Gomarha, having misjudged the stairs at the back of the building, stumbled and fell. The wounds inflicted by the knife, wielded by the boy Transprophetic, made him weaker than he had anticipated. He pulled himself upright, trying to stand, but realized that he had injured his knee in the tumble down the stairs.
Hector, slowing, walked down the stairs when he saw that the man was unable to stand without the support of the wall.
“Commander, you’re alive!” Gomarha exclaimed as Hector descended the staircase. “We found one. Upstairs. There’s a Transprophetic. We’ll all be rich heroes!”
“Gomarha,” replied Hector, “ten years is a long time. What have you been up to?”
“It doesn’t matter. I found the next crew that came here to Earth. One of them is already on his way to Fat Bottom Lake. Their return vessel is hidden in the same place as ours was, and the crew before that. Crazy. Their return vessel leaves in two days. We could be home within a year.”
“Can you walk?” asked Hector
“No, I think I broke my leg or maybe my knee,” replied Gomarha.

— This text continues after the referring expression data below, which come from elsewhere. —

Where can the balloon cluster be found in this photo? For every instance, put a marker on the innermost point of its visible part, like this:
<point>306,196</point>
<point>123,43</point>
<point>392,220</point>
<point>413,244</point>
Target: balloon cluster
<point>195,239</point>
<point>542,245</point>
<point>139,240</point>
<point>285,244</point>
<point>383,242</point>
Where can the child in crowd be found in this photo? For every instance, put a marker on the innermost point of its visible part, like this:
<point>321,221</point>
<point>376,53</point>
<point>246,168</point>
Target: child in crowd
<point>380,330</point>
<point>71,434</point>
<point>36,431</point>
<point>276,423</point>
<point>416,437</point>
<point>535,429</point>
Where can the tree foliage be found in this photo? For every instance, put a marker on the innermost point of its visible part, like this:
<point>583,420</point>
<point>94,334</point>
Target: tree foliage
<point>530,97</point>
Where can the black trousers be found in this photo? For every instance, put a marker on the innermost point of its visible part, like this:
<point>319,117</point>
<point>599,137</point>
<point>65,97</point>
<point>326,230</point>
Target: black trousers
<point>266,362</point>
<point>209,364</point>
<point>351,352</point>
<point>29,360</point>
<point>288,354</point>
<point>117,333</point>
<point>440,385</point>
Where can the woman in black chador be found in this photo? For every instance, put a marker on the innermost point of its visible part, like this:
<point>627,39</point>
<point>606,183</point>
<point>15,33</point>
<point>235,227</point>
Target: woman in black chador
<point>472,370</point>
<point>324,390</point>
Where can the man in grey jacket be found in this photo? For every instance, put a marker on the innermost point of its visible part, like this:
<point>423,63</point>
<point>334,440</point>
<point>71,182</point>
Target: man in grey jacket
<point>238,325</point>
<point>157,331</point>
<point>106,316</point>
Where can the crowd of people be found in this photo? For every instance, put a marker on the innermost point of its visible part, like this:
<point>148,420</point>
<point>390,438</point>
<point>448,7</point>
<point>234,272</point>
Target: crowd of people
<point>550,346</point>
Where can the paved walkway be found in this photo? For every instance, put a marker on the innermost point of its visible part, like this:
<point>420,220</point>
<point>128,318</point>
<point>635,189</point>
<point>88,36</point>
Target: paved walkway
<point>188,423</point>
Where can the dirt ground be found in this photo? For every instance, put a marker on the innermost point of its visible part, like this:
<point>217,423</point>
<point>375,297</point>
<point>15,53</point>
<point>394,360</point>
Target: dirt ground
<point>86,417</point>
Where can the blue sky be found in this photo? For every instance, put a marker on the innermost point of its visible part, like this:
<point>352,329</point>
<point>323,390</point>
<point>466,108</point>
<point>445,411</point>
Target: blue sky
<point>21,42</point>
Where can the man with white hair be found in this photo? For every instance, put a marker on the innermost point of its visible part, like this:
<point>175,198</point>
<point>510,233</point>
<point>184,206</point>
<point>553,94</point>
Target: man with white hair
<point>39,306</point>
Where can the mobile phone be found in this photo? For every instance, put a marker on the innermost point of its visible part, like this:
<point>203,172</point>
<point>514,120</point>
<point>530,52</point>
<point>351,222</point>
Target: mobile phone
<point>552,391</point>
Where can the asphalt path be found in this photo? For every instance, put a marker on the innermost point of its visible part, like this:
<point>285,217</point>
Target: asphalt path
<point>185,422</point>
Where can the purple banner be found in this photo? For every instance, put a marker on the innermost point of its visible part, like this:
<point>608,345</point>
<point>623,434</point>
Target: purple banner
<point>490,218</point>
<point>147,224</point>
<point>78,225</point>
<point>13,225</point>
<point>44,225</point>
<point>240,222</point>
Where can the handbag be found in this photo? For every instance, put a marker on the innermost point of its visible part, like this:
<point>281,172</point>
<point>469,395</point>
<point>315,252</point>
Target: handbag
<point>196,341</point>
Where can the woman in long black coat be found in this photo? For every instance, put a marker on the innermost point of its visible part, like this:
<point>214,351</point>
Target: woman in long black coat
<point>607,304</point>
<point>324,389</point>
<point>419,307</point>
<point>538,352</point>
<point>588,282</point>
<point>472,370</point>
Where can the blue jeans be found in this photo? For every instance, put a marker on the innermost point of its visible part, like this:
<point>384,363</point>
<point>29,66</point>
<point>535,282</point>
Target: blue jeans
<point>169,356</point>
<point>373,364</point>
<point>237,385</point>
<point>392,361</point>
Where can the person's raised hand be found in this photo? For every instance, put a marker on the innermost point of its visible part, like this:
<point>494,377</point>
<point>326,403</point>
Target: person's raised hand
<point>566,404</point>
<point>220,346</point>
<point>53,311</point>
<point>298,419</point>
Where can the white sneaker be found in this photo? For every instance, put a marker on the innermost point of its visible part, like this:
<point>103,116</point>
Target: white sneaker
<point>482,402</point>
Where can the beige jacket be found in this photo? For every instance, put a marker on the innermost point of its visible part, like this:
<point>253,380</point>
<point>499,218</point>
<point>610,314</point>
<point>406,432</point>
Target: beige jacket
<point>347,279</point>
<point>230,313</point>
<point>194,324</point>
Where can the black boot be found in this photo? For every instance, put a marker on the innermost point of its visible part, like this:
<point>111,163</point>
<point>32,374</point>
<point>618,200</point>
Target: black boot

“Too bad. I guess only one of us will be a hero when we return to Koranth,” Hector declared, as he drove his dive knife low into Gomarha’s gut, pulling it upward until he hit the bottom of the man’s ribcage. He stepped back as Gomarha slumped to the ground.
“Why, Commander – why?” Gomarha pleaded.
Hector looked down at the man, as blood began to pool around his body from his already blood-drenched shirt. A crooked smile spread across Hector’s face, and he turned and headed back up the stairs.